# Hello to All



## TsgtE662 (Jan 27, 2007)

Hi, Yes I am another newbie here. I just found this site this morning.
My name is Mike and I love history, specifically military and especially World War II. 
Before anyone questions my screen name, I am a Tsgt in the USAF Reserves; 4 yrs Active Duty (Mar '81 - '85); Reserves since Oct '85 - present. 

I was searching on world war II aircraft wrecks and found this site and thought I'd check it out. Last night I watched a history channel show on a B-25C that was recovered off the coast of North Carolina from a lake. 
I always look forward to the Air Shows at my base every year mainly to again see the vintage aircraft from the past. 

Ok, I won't bore y'all with anymore about me, so How is everyone?


----------



## DerAdlerIstGelandet (Jan 27, 2007)

Welcome to the forum.


----------



## lesofprimus (Jan 27, 2007)

Im just peachy...


----------



## ORD Butch (Jan 27, 2007)

Hey Mike, I too am a newbie as of today. I have no idea what I am doing here so please give me some breaks...lol.
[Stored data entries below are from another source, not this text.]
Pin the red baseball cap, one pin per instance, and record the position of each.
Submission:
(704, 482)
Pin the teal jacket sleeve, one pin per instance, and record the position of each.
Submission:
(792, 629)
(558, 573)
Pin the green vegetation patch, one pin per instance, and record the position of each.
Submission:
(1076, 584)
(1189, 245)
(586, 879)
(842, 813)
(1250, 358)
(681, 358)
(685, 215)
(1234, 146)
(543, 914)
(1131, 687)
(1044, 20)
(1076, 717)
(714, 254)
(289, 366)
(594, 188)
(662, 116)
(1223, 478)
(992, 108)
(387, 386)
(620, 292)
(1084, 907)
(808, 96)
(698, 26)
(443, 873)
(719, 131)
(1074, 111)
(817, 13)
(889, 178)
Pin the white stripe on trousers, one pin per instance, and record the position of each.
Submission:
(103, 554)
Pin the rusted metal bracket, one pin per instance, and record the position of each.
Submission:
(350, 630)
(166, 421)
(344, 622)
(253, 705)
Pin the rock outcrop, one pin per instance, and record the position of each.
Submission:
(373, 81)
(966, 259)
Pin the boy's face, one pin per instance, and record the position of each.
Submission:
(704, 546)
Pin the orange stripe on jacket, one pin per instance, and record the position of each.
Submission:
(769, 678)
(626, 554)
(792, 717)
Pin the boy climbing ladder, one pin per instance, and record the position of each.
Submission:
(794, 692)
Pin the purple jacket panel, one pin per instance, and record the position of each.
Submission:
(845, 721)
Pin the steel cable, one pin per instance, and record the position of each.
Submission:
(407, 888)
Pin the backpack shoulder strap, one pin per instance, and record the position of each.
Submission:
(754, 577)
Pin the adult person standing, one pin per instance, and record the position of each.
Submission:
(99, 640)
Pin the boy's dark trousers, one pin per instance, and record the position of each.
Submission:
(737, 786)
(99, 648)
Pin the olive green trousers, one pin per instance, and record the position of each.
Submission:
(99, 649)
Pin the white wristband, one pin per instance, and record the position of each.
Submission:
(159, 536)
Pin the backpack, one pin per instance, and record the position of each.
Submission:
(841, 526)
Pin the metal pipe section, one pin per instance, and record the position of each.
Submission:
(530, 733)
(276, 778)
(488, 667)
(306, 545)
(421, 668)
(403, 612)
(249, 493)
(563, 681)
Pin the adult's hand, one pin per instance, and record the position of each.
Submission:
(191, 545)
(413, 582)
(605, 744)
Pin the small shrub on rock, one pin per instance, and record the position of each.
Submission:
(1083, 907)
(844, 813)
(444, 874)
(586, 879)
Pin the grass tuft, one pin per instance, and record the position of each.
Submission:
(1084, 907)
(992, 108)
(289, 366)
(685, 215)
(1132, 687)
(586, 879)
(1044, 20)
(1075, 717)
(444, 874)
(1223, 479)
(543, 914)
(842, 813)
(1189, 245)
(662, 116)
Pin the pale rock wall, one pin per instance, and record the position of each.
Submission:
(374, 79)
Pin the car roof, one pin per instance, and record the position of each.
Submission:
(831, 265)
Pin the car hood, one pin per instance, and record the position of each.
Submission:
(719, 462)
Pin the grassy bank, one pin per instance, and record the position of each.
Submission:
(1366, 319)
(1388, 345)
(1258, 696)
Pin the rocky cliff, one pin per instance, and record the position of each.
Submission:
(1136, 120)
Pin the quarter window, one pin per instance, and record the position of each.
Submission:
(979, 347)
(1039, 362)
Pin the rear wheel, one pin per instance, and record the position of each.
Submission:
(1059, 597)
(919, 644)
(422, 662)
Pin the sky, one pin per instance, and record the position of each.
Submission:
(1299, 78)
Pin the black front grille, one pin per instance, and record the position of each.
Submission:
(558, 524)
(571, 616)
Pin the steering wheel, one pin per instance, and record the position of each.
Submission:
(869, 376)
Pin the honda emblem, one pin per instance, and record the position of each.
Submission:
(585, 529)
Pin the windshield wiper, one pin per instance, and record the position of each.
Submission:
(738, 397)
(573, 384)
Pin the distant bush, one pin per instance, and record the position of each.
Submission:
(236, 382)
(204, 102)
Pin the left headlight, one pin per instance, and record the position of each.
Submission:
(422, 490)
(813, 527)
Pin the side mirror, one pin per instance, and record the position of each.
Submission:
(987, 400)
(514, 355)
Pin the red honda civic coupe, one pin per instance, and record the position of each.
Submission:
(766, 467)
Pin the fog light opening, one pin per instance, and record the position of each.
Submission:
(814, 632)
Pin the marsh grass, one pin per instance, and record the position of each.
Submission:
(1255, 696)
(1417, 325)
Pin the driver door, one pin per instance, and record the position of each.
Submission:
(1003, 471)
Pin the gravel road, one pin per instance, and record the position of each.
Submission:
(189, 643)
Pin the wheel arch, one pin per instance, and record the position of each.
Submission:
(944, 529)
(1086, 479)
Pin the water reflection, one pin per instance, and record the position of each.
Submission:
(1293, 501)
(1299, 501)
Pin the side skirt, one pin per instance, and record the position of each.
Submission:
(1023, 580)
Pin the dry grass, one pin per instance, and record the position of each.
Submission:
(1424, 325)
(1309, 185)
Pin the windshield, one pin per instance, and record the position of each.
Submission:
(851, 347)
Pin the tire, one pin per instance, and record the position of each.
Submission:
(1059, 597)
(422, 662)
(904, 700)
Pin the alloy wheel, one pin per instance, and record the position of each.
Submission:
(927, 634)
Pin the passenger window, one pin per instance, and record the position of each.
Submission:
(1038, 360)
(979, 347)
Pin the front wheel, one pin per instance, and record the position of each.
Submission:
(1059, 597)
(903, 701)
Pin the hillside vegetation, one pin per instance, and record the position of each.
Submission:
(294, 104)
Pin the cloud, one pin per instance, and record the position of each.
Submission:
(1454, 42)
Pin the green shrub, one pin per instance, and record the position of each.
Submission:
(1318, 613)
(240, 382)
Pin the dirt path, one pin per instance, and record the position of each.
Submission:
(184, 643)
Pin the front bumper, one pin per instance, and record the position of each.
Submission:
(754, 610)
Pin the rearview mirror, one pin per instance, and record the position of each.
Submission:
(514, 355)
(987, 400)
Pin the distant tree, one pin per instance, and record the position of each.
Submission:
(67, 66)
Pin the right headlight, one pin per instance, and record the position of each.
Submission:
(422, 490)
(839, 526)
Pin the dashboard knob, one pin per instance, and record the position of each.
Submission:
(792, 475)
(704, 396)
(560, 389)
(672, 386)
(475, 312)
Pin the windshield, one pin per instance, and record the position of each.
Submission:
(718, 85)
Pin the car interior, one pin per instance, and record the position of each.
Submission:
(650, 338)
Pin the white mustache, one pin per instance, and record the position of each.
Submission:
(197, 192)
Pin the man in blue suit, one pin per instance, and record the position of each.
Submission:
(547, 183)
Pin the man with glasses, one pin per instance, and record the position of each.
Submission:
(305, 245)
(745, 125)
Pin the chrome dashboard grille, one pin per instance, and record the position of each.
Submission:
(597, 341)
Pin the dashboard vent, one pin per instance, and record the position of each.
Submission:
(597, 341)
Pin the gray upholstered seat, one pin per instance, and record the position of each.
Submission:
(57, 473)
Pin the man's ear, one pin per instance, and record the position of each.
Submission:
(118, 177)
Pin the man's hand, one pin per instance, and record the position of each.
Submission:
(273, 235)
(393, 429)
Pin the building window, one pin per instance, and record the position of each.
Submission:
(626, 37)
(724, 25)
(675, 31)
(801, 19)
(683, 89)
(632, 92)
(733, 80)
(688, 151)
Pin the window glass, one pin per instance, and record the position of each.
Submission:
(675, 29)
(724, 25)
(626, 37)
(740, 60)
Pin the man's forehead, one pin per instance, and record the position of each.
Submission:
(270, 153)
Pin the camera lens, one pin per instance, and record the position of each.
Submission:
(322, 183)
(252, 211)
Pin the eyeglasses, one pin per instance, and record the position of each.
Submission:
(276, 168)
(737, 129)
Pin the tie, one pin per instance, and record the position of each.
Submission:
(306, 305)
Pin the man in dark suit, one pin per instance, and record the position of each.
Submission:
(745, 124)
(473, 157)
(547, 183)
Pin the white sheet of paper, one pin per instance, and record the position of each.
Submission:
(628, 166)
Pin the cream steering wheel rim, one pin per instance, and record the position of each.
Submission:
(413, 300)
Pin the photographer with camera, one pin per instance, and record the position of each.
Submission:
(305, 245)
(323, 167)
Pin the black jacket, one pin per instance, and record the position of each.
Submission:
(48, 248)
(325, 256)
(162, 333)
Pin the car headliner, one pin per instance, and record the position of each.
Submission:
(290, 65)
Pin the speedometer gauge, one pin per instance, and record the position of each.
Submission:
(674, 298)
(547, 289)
I am an old R/C scale model builder of many years and have an absolute love of things that fly especially of WW II vintage. My nickname is derived from a 1/5 scale model that I built of Butch O'Hare's Grumman F4F.


----------



## lesofprimus (Jan 27, 2007)

We welcome both of u... A double dip, how nice...


----------



## Wurger (Jan 27, 2007)

Welcome to the forum.


----------



## DerAdlerIstGelandet (Jan 27, 2007)

Welcome as well.


----------



## the lancaster kicks ass (Jan 28, 2007)

> at my base every



which is your base?


----------



## TsgtE662 (Jan 28, 2007)

Lancaster - I am assigned to Scott AFB, Illinois with the Reserves - full time.
I am thinking about scanning posting some pics I've taken over the yrs of the warbirds that have been there. I have a few pics if anyone is interested. I'll have to dig them up.


----------



## Emac44 (Jan 29, 2007)

G'day Mike and Butch welcome. Don't mind Lanc he hasn't had his ration of raw meat and vita brits yets


----------



## the lancaster kicks ass (Jan 31, 2007)

> Don't mind Lanc he hasn't had his ration of raw meat



i can't be the only one to think that, breakfast aside, a meal isn't a meal without some sort of meat


----------